LUFS low Low loudness range boundary.
LUFS high High loudness range boundary.
true_peak maximum Maximum true peak level.

Signal level, dynamics, and samples:

Name What it measures
RMS_level overall Overall RMS level.
RMS_peak overall Overall RMS peak.
RMS_trough overall Overall RMS trough.
RMS_difference overall Overall RMS difference between adjacent samples.
Peak_level overall Overall peak level.
Peak_count total Total detected peak count.
Abs_Peak_count total Total absolute peak count.
Crest_factor mean Mean crest factor.
Dynamic_range overall Overall dynamic range.
DC_offset mean Mean DC offset.
Bit_depth mean Mean detected bit depth.
Entropy mean Mean signal entropy.
Flat_factor mean Mean flat factor.
Max_difference overall Maximum sample difference.
Max_level overall Maximum sample level.
Mean_difference mean Mean adjacent-sample difference.
Min_difference overall Minimum sample difference.
Min_level overall Minimum sample level.
Noise_floor overall Overall noise floor.
Noise_floor_count total Total noise-floor count.
Number_of_samples total Total samples.
Zero_crossings total Total zero crossings.
Zero_crossings_rate overall Overall zero-crossing rate.

Spectral measurements:

Name What it measures
Power spectral density mean Mean power spectral density.
Spectral centroid mean Mean spectral center of mass from filename analysis.
Spectral crest mean Mean spectral crest.
Spectral decrease mean Mean spectral decrease.
Spectral entropy mean Mean spectral entropy.
Spectral flatness mean Mean spectral flatness from filename analysis.
Spectral flux mean Mean spectral flux.
Spectral kurtosis mean Mean spectral kurtosis.
Spectral rolloff mean Mean spectral rolloff.
Spectral skewness mean Mean spectral skewness.
Spectral slope mean Mean spectral slope.
Spectral spread mean Mean spectral spread.
Spectral variance mean Mean spectral variance.
Spectral Bandwidth mean Mean librosa spectral bandwidth.
Spectral Centroid mean Mean librosa spectral centroid.
Spectral Contrast mean Mean librosa spectral contrast.
Spectral Flatness mean Mean librosa spectral flatness ratio.
Spectral Flatness dB mean Mean librosa spectral flatness in decibels.
Chromagram mean Mean chroma energy across pitch classes.

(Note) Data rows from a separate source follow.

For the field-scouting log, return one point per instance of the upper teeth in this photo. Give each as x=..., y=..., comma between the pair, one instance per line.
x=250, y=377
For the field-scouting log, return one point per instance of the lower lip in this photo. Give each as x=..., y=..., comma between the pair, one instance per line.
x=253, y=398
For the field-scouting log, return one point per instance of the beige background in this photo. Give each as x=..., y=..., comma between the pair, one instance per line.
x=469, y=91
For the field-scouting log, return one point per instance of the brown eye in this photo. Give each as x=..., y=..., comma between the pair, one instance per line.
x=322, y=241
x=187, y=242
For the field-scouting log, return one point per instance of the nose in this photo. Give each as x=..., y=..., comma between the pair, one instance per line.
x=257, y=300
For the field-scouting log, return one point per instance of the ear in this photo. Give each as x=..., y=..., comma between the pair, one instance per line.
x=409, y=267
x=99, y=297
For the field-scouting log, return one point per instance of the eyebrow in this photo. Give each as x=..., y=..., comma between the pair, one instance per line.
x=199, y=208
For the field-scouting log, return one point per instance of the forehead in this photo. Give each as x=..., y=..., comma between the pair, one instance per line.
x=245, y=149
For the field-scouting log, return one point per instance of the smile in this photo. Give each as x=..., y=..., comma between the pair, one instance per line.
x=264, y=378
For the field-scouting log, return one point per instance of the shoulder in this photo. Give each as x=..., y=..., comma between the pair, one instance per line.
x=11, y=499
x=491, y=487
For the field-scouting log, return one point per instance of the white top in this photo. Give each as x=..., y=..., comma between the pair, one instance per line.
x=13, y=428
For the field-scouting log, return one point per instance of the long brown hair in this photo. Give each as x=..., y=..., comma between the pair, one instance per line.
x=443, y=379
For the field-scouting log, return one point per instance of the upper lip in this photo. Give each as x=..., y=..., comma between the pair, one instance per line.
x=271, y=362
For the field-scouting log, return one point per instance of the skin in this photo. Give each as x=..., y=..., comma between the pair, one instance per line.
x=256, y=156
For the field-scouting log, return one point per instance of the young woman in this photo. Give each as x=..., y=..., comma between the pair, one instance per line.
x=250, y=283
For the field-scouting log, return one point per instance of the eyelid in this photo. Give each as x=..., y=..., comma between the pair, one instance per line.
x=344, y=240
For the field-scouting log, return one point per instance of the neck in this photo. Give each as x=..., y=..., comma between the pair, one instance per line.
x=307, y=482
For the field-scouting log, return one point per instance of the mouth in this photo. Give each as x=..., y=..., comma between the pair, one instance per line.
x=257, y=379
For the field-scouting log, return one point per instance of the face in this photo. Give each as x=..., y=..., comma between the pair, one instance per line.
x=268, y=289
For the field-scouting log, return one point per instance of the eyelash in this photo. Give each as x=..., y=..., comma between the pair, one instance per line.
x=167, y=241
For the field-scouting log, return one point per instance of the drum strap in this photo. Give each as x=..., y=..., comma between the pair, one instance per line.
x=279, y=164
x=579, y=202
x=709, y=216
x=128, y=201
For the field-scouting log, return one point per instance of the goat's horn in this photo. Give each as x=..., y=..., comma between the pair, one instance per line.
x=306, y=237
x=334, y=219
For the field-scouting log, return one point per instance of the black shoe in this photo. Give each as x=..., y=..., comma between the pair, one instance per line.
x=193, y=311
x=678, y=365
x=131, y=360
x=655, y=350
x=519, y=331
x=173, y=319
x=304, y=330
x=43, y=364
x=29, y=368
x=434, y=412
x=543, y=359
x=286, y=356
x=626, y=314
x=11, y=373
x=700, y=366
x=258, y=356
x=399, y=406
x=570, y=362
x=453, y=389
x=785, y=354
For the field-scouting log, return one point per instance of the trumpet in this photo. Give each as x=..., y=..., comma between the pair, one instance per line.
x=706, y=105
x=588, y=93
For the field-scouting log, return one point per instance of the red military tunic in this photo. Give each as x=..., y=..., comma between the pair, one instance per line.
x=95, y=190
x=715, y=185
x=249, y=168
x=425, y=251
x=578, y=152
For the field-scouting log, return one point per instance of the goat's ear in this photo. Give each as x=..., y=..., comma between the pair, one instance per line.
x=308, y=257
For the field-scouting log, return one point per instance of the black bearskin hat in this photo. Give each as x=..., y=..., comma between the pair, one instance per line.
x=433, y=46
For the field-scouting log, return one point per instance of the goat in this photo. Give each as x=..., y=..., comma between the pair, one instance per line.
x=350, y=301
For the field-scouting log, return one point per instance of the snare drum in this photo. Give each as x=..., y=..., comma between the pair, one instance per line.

Waveform, rhythm, and speech measurements:

Name What it measures
RMS Waveform mean Mean waveform RMS amplitude.
RMS Waveform dB mean Mean waveform RMS level in decibels.
Tempogram mean Mean tempogram value.
Tempo mean Mean estimated tempo.
Zero Crossing Rate mean Mean waveform zero-crossing rate.
SRMR mean Mean speech-to-reverberation modulation energy ratio.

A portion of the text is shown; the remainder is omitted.